A Manchester United supporter, he appeared in the film Manchester United: Beyond the Promised Land in 2000. The same year, Lammar was among those sharing their memories of his fellow Mancunian Les Dawson in an edition of ITV's The Unforgettable documentary series which profiled Dawson. Lammar was a friend of Dawson's, and they had been due to meet on the day of the latter's death in 1993.

Lammar lived in Shuttleworth, near Bury, in the 1990s, and at the time of his death, he was living in Piccadilly Village, an apartment complex in Ancoats. His autobiography, I Am What I Am, was published in 2002, with an introduction by the then-manager of Manchester United, Sir Alex Ferguson.

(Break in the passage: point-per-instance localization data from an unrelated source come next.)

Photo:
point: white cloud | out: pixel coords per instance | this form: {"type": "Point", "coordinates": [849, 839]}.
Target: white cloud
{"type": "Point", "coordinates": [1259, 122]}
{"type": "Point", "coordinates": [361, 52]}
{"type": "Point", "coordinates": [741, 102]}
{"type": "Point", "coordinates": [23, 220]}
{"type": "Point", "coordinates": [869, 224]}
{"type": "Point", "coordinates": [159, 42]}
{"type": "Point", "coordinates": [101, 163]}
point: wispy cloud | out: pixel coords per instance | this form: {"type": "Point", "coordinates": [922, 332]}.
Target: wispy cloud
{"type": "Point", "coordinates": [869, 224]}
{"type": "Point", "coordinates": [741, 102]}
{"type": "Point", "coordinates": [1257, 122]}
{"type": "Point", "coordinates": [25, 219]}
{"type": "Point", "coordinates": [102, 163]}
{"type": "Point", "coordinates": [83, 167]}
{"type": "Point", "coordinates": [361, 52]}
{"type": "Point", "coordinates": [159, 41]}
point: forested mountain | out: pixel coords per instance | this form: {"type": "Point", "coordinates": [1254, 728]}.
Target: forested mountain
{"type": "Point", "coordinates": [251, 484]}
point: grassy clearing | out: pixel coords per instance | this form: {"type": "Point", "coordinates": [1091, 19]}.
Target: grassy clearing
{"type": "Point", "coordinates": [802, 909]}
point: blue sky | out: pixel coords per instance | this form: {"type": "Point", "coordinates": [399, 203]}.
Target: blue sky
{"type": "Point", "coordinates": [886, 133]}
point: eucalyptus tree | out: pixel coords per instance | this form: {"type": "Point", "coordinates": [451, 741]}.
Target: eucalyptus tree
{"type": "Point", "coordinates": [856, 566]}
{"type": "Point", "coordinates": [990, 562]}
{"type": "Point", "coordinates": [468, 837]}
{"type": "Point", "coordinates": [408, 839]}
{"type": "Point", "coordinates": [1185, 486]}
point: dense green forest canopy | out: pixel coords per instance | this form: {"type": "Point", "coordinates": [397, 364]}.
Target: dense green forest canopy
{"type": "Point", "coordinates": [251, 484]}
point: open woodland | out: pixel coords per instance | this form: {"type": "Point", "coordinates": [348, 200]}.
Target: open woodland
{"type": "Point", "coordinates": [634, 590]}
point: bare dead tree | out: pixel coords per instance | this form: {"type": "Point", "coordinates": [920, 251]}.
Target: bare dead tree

On 7 November 2003, after suffering from cancer, Lammar died at the Christie Hospital in Manchester, aged 66. As the funeral cortege made its way through the streets of Manchester, hundreds of people lined the streets. The ceremony took place at Corpus Christi Priory in Miles Platting, with readings given by Ferguson, actress Sue Johnston and former England captain Bryan Robson. Among those attending the funeral were television presenter Jeremy Beadle, former Greater Manchester Police Deputy Chief Constable John Stalker, and several Coronation Street actors, past and present: Bill Tarmey, Michael Le Vell, Ryan Thomas, Helen Worth and Chris Quinten. The funeral service was followed by a private burial at the family grave in Gorton Cemetery. Lammar was survived by his partner of 29 years, Billy Hughes.

== Legacy ==
A painted mural in Manchester's gay village features an image of Lammar, alongside several other historical figures with local links, including Emmeline Pankhurst, Quentin Crisp and Alan Turing. In addition, Lammars Restaurant & Bar on Hilton Street is named after him.